Тиалфи выбежал, его угрюмое лицо стало разъяренным:
— Чужестранец дрался нечестно!
Одни голоса отклонили утверждение Тиалфи, но другие голоса поддержали его.
Шум в залитом факельным светом зале Валгаллы был громким.
Тиалфи обратился к Бринхилд.
— Позволь поединку продолжиться снова, когда рана немца будет излечена!
Фаллон оперся на свой кровавый меч, ловя ртом воздух. Красные туманы раздирали его мозг. Бринхилд, Тир и весь сонм богов уставились теперь на него с озадаченным уважением.
Сейчас они знали, что он никакой не трус, думал он с мрачным удовлетворением.
Они думали, что он «неистов», поскольку больше всего боятся воина-викинга, который отшвыривает свою броню, когда охвачен безумием крови в сражении.
Бринхилд подняла властно руку ко все еще настоятельному спору о справедливости триумфа Фаллона.
— Я не видела немецкого промаха, кузен Тиалфи, — произнесла она коротко. — Но поскольку Вы это утверждаете, то ему будет предоставлен шанс повторить поединок, когда он станет пригодным снова для борьбы.
Фаллон, стоя немного ослабленным от потери крови из раны, никак не возражая на то решение.
— Все в порядке, — сказал он Хелверсону, который подбежал к нему с тревогой.
— Хейзинг будет неспособен воплотить свою схему, пока не выздоровеет, и это даст нам время, чтобы изобрести способ обойти его.
Но вскоре он обнаружил, что в его расчет не входили фантастические возможности, которыми обладала Бринхилд.
Дочь Тора спустилась с возвышения к нему. Новое, озадаченное уважение было сильно в ней, когда она заговорила.

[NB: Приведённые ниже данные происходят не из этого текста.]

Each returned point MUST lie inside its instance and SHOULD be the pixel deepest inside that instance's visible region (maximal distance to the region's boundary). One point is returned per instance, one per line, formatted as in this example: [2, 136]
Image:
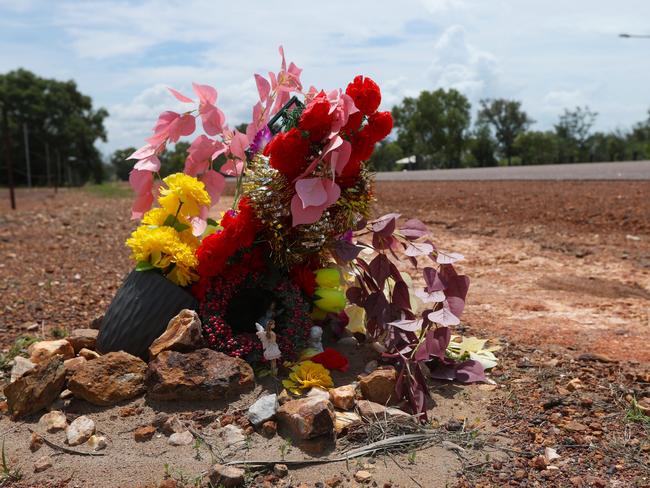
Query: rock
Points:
[373, 411]
[79, 430]
[83, 339]
[280, 470]
[97, 442]
[227, 476]
[96, 322]
[184, 438]
[42, 464]
[263, 409]
[183, 334]
[269, 428]
[35, 442]
[144, 433]
[109, 379]
[307, 417]
[201, 375]
[232, 436]
[53, 421]
[362, 476]
[379, 386]
[344, 420]
[21, 366]
[344, 397]
[73, 364]
[37, 389]
[42, 352]
[172, 425]
[88, 354]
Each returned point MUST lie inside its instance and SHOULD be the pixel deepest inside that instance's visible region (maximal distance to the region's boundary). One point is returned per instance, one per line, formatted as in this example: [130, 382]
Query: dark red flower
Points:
[331, 359]
[365, 93]
[380, 124]
[304, 278]
[288, 153]
[316, 118]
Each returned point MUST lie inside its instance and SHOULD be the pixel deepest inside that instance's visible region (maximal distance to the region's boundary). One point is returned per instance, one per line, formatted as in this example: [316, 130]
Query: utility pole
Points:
[10, 169]
[57, 180]
[27, 162]
[47, 163]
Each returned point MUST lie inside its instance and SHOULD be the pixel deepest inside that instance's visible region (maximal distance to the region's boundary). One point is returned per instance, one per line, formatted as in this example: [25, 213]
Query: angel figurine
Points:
[269, 345]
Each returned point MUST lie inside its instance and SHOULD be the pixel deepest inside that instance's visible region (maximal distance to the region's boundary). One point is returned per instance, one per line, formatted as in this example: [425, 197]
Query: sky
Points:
[551, 54]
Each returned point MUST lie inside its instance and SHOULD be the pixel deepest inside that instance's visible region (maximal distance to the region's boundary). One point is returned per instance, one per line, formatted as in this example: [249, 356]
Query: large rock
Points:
[379, 386]
[201, 375]
[83, 339]
[183, 334]
[42, 352]
[37, 389]
[307, 417]
[263, 409]
[109, 379]
[20, 367]
[53, 421]
[79, 430]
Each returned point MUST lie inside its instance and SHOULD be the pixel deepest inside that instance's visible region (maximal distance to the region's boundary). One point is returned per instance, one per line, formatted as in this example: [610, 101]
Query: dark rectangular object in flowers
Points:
[140, 312]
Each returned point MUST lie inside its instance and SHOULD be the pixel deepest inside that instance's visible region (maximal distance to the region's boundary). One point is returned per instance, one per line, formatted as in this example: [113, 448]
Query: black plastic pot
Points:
[140, 312]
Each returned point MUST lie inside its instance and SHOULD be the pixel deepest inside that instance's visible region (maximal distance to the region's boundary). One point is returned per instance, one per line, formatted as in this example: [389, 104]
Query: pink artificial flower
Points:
[212, 118]
[313, 196]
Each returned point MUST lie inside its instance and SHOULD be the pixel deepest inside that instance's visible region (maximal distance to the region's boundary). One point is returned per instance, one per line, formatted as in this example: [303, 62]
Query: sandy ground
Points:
[552, 265]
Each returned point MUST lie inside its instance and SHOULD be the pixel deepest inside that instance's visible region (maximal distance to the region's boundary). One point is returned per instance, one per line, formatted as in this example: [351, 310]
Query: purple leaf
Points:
[418, 249]
[444, 316]
[433, 281]
[380, 269]
[437, 341]
[448, 258]
[385, 225]
[413, 229]
[408, 325]
[346, 251]
[470, 371]
[401, 296]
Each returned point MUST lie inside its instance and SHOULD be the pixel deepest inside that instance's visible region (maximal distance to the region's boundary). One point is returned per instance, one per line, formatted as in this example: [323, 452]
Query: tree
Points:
[434, 126]
[482, 147]
[61, 123]
[508, 121]
[537, 147]
[573, 131]
[384, 156]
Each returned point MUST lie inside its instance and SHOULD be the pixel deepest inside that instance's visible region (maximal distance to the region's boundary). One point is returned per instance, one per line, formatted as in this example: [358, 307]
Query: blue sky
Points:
[549, 54]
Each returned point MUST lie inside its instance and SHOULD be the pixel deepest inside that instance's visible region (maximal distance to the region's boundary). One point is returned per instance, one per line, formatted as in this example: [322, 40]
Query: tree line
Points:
[48, 130]
[57, 126]
[436, 128]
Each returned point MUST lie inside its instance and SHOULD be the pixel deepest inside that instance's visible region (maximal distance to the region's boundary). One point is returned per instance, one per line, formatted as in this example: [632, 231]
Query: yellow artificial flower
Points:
[329, 299]
[183, 189]
[307, 374]
[163, 246]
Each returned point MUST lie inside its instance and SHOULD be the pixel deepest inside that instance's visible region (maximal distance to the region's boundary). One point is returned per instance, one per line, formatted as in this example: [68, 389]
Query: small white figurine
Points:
[271, 350]
[315, 338]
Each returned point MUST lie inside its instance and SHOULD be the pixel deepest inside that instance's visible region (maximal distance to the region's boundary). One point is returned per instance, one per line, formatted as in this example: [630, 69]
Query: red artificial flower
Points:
[288, 153]
[365, 93]
[304, 278]
[380, 124]
[331, 359]
[316, 118]
[353, 124]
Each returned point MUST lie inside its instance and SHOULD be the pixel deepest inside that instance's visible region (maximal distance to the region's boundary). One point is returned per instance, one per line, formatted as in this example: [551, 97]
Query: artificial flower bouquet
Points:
[296, 256]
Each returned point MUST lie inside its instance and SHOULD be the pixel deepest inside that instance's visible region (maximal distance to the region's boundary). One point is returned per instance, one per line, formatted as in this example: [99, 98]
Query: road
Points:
[624, 170]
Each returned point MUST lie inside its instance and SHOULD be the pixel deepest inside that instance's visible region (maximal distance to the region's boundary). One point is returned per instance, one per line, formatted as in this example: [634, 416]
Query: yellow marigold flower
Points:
[183, 189]
[308, 374]
[162, 247]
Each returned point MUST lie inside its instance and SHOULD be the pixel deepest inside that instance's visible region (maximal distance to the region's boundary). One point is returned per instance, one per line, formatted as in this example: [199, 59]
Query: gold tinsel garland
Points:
[270, 194]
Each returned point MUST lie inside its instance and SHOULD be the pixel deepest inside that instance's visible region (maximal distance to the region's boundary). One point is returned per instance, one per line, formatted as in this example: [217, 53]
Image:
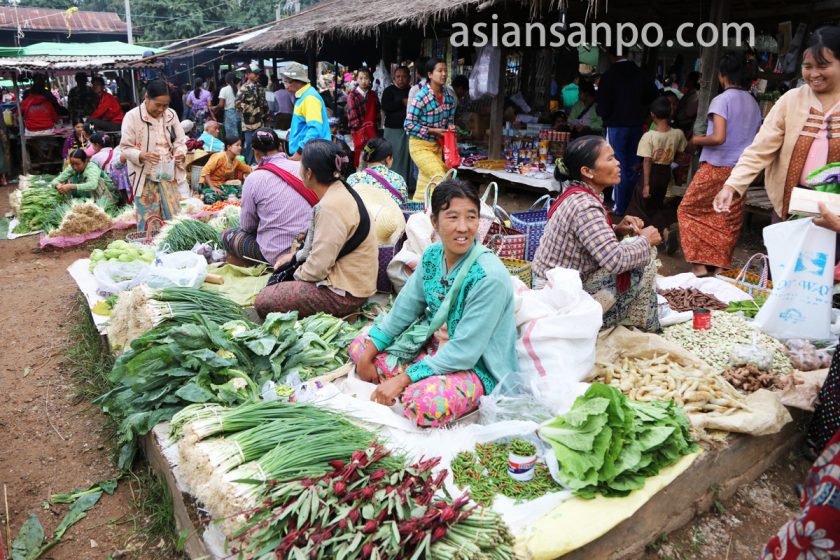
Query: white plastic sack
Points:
[419, 235]
[802, 264]
[183, 269]
[558, 328]
[113, 277]
[484, 77]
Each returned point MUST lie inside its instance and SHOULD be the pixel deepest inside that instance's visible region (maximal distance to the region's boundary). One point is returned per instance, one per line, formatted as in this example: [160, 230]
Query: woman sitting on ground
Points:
[580, 236]
[376, 160]
[276, 207]
[84, 179]
[223, 173]
[78, 139]
[336, 267]
[463, 345]
[113, 163]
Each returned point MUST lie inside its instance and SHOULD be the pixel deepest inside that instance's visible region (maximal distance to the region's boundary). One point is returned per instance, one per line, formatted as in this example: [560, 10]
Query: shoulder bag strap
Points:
[385, 183]
[361, 232]
[566, 194]
[292, 181]
[442, 313]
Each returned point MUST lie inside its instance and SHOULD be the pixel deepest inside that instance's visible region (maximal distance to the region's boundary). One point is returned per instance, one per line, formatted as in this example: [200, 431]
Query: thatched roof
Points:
[361, 18]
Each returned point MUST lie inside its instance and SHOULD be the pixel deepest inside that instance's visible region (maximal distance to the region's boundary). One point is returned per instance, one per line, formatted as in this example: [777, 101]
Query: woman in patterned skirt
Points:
[335, 270]
[708, 238]
[620, 275]
[465, 298]
[799, 135]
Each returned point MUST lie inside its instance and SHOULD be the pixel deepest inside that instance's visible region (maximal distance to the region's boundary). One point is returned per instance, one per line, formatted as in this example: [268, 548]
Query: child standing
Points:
[658, 149]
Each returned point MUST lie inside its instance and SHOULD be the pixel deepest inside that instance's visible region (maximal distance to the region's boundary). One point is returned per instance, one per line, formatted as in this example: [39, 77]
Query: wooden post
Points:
[24, 154]
[312, 62]
[497, 110]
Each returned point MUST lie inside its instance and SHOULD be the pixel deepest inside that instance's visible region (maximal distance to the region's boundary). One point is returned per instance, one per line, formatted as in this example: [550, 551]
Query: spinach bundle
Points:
[37, 209]
[177, 364]
[609, 444]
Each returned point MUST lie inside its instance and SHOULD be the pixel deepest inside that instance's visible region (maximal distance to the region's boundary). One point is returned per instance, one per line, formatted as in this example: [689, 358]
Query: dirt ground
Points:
[53, 442]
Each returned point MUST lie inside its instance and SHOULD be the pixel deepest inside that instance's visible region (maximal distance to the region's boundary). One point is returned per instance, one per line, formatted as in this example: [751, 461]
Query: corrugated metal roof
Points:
[71, 63]
[105, 48]
[238, 40]
[45, 19]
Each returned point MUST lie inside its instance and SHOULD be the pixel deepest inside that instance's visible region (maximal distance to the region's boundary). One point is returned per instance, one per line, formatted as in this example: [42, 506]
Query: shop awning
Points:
[65, 57]
[352, 18]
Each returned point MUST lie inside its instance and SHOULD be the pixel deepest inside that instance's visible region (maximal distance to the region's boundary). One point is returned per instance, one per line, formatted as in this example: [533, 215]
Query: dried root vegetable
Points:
[663, 379]
[750, 379]
[83, 218]
[714, 346]
[688, 299]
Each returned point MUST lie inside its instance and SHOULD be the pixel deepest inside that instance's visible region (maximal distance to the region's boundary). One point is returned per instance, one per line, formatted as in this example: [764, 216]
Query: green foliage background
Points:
[157, 22]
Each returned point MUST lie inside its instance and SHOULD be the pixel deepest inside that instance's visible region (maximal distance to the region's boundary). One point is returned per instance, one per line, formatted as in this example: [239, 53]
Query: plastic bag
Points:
[801, 259]
[113, 277]
[558, 328]
[497, 407]
[165, 169]
[451, 156]
[804, 356]
[484, 78]
[750, 355]
[181, 269]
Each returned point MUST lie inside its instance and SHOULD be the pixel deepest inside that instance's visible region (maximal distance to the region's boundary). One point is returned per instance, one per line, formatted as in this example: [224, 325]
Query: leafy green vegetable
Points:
[609, 444]
[29, 542]
[748, 307]
[182, 234]
[175, 365]
[107, 486]
[37, 209]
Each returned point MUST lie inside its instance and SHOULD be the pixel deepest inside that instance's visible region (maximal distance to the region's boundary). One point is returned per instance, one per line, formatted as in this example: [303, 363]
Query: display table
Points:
[550, 185]
[628, 524]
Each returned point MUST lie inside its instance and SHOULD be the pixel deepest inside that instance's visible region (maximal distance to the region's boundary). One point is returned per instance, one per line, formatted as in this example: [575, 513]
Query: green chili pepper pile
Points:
[485, 472]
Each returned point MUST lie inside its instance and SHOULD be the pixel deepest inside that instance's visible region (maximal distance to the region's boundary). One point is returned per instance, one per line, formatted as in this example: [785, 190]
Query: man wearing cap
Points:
[252, 104]
[309, 118]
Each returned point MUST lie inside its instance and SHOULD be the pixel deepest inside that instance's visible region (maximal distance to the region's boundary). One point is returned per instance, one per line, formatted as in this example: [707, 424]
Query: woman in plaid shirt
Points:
[430, 114]
[580, 235]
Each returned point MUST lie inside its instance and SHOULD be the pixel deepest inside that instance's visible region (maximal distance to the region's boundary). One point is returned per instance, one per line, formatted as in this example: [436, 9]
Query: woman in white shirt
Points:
[227, 99]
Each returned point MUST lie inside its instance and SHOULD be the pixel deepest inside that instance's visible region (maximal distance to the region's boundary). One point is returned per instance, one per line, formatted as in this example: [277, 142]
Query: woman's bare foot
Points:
[699, 270]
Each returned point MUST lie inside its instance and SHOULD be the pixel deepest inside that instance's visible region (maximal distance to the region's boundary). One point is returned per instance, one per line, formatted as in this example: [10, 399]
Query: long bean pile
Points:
[714, 346]
[182, 234]
[485, 472]
[688, 299]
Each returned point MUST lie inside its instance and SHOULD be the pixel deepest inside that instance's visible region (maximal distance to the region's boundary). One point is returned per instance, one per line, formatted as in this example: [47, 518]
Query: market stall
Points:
[224, 401]
[67, 58]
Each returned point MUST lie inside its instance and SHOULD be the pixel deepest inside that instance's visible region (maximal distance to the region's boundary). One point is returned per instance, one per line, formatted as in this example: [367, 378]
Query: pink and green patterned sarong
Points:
[434, 401]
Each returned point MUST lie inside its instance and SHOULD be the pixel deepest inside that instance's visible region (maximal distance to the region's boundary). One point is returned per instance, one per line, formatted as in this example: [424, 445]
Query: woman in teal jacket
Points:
[473, 346]
[84, 179]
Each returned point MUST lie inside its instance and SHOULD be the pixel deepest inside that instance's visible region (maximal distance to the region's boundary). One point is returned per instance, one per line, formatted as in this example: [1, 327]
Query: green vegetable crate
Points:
[757, 285]
[153, 225]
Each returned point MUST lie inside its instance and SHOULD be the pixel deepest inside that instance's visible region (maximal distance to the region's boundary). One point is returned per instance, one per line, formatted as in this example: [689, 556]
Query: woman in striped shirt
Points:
[580, 235]
[430, 114]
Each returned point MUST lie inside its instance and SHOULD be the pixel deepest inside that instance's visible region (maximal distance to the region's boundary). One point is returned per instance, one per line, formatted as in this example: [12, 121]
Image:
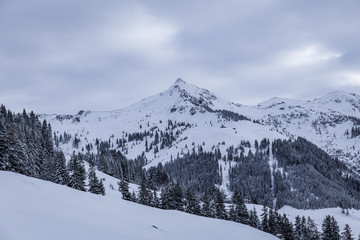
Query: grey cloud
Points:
[60, 56]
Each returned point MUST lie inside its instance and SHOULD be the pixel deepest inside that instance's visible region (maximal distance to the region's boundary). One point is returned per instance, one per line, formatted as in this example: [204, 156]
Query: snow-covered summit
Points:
[211, 120]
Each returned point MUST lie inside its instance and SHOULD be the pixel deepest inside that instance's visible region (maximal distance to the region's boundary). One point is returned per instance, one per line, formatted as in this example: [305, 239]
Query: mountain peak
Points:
[179, 81]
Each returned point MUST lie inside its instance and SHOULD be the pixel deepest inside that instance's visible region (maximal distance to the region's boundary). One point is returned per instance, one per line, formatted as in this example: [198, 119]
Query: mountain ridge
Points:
[323, 120]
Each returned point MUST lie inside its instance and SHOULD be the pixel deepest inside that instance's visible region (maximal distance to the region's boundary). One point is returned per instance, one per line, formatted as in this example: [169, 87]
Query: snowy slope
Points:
[322, 121]
[318, 215]
[35, 209]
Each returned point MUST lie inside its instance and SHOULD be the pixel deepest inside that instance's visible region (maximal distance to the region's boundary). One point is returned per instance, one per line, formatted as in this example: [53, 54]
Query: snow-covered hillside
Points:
[35, 209]
[213, 122]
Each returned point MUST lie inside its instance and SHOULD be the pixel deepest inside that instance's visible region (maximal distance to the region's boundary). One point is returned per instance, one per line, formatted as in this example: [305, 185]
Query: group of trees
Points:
[27, 147]
[177, 197]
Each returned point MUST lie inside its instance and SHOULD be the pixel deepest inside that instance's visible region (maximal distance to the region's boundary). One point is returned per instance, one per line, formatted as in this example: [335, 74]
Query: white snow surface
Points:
[318, 215]
[35, 209]
[322, 121]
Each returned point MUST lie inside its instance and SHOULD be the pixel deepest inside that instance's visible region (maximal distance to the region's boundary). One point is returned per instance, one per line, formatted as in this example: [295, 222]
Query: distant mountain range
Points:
[208, 120]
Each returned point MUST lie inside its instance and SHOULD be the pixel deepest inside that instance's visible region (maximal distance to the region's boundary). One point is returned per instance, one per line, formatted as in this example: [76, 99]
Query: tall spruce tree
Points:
[124, 189]
[241, 212]
[347, 233]
[330, 229]
[192, 204]
[77, 172]
[96, 186]
[220, 211]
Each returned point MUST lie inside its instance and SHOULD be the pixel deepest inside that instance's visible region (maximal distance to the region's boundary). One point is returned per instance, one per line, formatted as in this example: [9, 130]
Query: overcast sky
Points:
[63, 56]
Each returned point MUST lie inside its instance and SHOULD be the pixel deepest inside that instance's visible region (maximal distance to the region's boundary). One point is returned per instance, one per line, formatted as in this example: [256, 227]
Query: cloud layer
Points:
[62, 56]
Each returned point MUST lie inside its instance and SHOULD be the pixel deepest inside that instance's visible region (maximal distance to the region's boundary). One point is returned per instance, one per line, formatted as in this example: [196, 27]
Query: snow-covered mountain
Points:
[54, 211]
[198, 117]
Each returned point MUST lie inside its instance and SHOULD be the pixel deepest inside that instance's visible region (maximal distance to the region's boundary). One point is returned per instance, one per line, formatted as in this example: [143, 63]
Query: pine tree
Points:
[4, 163]
[242, 215]
[286, 229]
[264, 220]
[346, 234]
[144, 194]
[272, 222]
[192, 202]
[155, 202]
[96, 186]
[165, 198]
[177, 197]
[313, 233]
[124, 189]
[299, 228]
[330, 229]
[254, 219]
[61, 174]
[206, 208]
[77, 172]
[220, 211]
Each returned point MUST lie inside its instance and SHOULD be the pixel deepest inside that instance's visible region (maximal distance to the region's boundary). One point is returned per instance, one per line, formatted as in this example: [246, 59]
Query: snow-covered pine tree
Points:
[220, 211]
[346, 234]
[242, 215]
[61, 174]
[206, 208]
[264, 219]
[145, 195]
[95, 185]
[312, 231]
[192, 204]
[330, 229]
[77, 172]
[124, 189]
[254, 219]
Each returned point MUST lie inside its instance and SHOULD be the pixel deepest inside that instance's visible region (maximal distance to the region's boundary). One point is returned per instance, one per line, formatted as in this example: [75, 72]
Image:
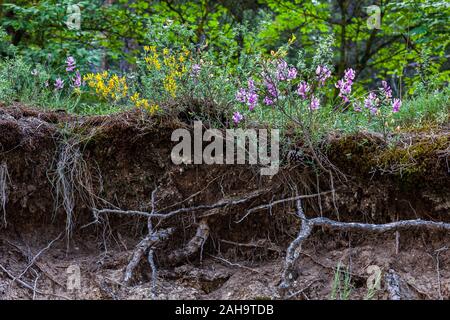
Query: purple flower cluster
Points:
[237, 117]
[371, 102]
[345, 85]
[71, 64]
[315, 103]
[386, 89]
[284, 72]
[76, 81]
[196, 68]
[322, 73]
[248, 96]
[396, 105]
[303, 90]
[59, 84]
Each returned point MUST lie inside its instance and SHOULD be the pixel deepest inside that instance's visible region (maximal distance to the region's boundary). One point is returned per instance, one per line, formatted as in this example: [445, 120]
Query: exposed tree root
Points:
[71, 179]
[164, 215]
[4, 178]
[193, 246]
[148, 242]
[307, 226]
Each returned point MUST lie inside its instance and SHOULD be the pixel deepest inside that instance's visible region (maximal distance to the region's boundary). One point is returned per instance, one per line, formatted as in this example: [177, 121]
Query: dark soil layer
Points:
[58, 167]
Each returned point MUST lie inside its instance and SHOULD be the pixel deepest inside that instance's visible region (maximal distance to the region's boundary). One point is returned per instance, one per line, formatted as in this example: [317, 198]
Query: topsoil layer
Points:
[55, 168]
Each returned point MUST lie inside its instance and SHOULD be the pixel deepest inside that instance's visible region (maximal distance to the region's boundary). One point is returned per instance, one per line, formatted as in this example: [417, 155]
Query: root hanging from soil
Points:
[307, 226]
[193, 246]
[149, 241]
[4, 178]
[72, 178]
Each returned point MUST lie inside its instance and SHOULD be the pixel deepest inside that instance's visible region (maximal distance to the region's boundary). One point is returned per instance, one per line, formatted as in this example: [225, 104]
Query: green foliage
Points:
[342, 287]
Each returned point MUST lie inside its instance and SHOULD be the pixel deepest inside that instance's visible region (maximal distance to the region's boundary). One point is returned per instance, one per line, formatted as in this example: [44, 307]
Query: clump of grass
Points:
[342, 286]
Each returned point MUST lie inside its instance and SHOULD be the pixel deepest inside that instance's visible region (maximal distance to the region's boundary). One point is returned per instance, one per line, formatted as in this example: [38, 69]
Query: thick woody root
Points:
[4, 178]
[148, 243]
[193, 246]
[307, 226]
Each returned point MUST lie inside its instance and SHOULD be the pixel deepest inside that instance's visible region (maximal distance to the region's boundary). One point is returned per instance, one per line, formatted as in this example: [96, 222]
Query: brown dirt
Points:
[126, 156]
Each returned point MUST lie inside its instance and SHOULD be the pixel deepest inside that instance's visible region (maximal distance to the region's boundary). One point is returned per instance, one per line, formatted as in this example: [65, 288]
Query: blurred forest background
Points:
[410, 43]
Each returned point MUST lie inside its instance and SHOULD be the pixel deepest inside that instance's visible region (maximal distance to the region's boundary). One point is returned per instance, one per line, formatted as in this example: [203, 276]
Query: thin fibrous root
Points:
[193, 246]
[164, 215]
[307, 226]
[72, 178]
[4, 178]
[145, 244]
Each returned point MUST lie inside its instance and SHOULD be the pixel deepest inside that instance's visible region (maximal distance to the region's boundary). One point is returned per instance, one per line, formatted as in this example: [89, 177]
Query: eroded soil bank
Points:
[55, 169]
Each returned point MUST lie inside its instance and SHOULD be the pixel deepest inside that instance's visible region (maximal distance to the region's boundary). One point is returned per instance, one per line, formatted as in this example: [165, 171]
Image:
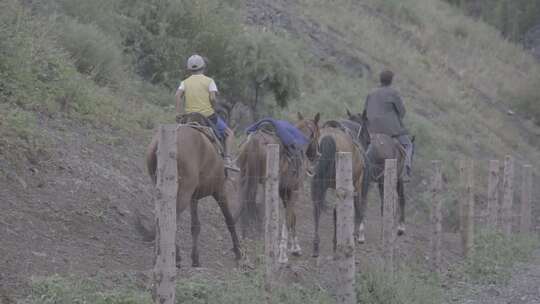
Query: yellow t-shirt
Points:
[197, 90]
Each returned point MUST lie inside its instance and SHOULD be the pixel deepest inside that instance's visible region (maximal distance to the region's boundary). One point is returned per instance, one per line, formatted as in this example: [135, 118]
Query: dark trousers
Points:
[406, 142]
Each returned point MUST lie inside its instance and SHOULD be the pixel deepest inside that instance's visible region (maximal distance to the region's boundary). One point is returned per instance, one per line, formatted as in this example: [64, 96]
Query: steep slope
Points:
[77, 209]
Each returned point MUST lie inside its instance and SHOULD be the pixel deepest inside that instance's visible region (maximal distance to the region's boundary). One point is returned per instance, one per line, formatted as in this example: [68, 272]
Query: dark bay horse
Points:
[252, 163]
[335, 139]
[201, 173]
[380, 147]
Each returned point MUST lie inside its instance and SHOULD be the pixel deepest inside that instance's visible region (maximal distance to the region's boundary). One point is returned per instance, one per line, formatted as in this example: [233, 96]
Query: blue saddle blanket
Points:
[289, 134]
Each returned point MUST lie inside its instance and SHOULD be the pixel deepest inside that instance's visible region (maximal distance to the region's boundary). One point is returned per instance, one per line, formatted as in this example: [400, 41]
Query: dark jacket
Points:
[384, 112]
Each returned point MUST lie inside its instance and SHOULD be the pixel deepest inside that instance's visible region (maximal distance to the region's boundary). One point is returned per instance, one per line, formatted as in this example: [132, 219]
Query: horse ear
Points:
[317, 118]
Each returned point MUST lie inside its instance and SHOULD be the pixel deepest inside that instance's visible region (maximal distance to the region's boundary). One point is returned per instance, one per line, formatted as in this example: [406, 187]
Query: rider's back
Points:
[384, 110]
[198, 95]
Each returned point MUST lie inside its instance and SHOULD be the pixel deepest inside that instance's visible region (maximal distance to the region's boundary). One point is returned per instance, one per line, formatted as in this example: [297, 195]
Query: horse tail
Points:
[151, 159]
[325, 172]
[250, 179]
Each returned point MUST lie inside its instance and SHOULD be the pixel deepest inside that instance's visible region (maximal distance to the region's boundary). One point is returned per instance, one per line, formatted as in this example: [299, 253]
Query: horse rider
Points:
[384, 112]
[197, 94]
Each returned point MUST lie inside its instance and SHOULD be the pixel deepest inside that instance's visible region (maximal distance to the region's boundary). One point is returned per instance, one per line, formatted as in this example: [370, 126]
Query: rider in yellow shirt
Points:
[197, 94]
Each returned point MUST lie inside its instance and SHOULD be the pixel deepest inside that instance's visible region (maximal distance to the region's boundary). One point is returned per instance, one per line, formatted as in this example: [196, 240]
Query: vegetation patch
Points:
[494, 255]
[406, 286]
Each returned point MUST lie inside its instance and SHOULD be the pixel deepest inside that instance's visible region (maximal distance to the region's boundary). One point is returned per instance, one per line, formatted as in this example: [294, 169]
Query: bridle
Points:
[314, 131]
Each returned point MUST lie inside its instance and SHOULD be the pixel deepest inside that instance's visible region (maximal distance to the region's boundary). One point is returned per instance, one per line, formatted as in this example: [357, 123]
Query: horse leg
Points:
[360, 203]
[183, 199]
[335, 230]
[401, 197]
[293, 198]
[358, 219]
[317, 202]
[229, 221]
[285, 228]
[195, 231]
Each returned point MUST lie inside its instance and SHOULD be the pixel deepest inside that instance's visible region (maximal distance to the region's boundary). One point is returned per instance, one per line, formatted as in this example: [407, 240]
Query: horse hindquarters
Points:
[325, 173]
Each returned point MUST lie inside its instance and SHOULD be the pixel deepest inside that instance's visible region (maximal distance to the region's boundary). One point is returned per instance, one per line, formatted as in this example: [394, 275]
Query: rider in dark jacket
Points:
[384, 113]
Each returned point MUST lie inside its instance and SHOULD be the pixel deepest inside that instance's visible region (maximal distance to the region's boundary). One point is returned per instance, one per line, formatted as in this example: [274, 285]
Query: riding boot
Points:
[230, 164]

— Чужеземец, я очень скоро излечу ваши раны, — обратилась она к нему. — Я теперь вижу, что мы недооценивали Вас. Пошлите со мной.
— И немец? — вставил реплику Тиалфи.
Бринхилд кивнула золотой головой.
— Он тоже. Понесите его, Тир.
Она обратилась своим ясным голосом к толпе сонма богов толпа.
— Сейчас мы не сможем держать совет, вожди. Это должно подождать до завтра.
Бринхилд направилась через занавешенный дверной проем около трона. Белая рысь мягко передвигалась в стороне. Фаллон неустойчиво последовал за ней, а Тир шел за ними, неся бессознательного нациста.
Фаллон оказался с дочерью Тора в залитом светом каменном коридоре, ведущем к тыльной стороне замка Валгаллы. Он закончился тяжелой дверью из массивной бронзы, за которой располагалась спиральная лестница, прорубленная в твердой скале утеса.